Captain Britain discovers he is on an alternate Earth called Earth-238 which is under the control of Sir Jim Jaspers, the leader of The Crazy Gang and a powerful mutant with the ability to warp and change reality. Captain Britain learns that Jaspers was a British MP who had been in charge of regulating and eventually eliminating the superheroes of Earth-238. To carry out this massacre of this world's superheroes, Jaspers had created The Fury, an incredibly powerful creature able to destroy any super-powered person with the exception of Jaspers himself.
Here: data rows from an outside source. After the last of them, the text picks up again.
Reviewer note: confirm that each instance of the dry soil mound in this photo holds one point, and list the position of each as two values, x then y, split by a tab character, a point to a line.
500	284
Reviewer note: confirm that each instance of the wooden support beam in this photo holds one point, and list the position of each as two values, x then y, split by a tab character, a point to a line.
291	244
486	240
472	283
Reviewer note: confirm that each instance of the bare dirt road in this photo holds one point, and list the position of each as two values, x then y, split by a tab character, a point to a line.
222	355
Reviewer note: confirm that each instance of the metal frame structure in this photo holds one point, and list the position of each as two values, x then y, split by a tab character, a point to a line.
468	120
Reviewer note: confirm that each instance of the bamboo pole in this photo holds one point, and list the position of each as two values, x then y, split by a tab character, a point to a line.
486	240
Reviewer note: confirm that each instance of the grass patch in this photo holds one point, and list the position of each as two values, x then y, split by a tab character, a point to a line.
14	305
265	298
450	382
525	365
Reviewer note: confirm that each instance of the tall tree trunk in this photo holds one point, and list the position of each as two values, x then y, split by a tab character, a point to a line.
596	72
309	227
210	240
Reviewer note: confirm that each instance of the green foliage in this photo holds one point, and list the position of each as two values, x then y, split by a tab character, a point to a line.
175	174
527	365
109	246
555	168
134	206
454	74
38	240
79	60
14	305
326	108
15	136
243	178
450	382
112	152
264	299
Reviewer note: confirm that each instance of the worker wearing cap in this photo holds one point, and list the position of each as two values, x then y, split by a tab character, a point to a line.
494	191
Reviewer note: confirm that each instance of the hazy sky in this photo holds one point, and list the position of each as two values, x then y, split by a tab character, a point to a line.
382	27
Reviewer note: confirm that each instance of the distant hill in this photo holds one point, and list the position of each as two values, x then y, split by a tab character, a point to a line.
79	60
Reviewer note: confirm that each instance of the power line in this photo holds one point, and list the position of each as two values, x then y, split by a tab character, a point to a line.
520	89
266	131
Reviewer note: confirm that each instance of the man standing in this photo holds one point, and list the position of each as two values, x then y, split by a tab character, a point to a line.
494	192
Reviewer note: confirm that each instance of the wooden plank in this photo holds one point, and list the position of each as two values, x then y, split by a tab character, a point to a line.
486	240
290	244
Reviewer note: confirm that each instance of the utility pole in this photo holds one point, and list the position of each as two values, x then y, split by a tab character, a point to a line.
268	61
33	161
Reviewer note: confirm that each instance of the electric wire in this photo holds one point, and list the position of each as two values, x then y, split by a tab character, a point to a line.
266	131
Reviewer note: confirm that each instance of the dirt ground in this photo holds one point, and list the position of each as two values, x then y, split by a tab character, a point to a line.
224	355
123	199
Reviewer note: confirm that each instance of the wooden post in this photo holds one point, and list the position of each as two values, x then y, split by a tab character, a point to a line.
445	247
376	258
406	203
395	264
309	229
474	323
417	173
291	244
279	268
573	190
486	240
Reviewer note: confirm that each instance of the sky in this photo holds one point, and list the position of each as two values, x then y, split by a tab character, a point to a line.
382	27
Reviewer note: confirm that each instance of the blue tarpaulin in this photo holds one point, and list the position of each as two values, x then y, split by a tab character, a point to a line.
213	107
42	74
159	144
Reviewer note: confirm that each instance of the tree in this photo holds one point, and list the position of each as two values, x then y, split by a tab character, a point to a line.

Jaspers had become insane, a side-effect of his reality-warping powers, and altered this Earth to fit his own insane ideas, hence why Captain Britain had not recognised this world. After seeing The Fury kill Jackdaw and Saturnyne flee this Earth, Captain Britain is confronted by Jaspers and is killed by The Fury.
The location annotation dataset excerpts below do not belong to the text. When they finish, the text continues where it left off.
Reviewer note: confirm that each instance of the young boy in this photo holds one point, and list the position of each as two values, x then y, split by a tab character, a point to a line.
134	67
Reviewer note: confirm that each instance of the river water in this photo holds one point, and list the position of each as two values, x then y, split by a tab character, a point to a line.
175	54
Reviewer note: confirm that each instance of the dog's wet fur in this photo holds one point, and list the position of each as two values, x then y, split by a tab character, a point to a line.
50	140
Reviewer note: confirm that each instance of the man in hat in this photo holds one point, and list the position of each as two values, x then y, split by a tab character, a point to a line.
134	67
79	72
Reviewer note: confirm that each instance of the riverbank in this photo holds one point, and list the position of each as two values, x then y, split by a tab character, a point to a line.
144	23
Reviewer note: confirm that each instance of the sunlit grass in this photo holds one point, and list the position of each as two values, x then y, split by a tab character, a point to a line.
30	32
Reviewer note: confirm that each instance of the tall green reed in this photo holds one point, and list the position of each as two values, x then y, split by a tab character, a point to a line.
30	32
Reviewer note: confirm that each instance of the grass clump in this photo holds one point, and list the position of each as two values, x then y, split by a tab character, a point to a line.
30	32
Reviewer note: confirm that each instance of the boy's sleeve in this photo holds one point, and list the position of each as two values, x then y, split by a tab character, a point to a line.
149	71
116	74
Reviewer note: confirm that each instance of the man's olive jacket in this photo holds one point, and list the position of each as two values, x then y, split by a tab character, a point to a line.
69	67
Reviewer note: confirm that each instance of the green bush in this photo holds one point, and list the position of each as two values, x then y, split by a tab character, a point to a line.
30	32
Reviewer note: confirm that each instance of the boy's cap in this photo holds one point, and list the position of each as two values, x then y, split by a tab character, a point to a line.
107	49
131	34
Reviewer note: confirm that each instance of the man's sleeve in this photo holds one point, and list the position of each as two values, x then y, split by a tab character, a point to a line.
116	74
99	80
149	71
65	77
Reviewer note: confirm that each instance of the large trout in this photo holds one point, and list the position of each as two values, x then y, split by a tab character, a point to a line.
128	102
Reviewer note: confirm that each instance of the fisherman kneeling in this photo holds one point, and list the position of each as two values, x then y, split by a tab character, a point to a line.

Captain Britain however, is reconstructed in an improved form from virtually nothing by Merlyn and returned to his Earth, which is called Earth-616.

After moving back into Braddock mansion and meeting his old enemy, Slaymaster, in a battle in the streets of London he discovers that Saturnyne has been placed on trial for her part in the Earth 238 disaster after a battle with The Special Executive.

Returning with The Special Executive to act as a witness for Saturnyne, the Captain encounters various alternate versions of himself (later to be called the Captain Britain Corps) and sees the destruction of Earth 238 to stop the Jaspers Warp spreading from that reality.

Earth-616

Eventually returning home with The Special Executive and Saturnyne (who has been exiled) in tow, Captain Britain is confronted by Captain UK in Braddock Manor. Captain UK is his analogue from Earth 238 who was sent to Earth 616 during The Fury's massacre of her Earth's superheroes.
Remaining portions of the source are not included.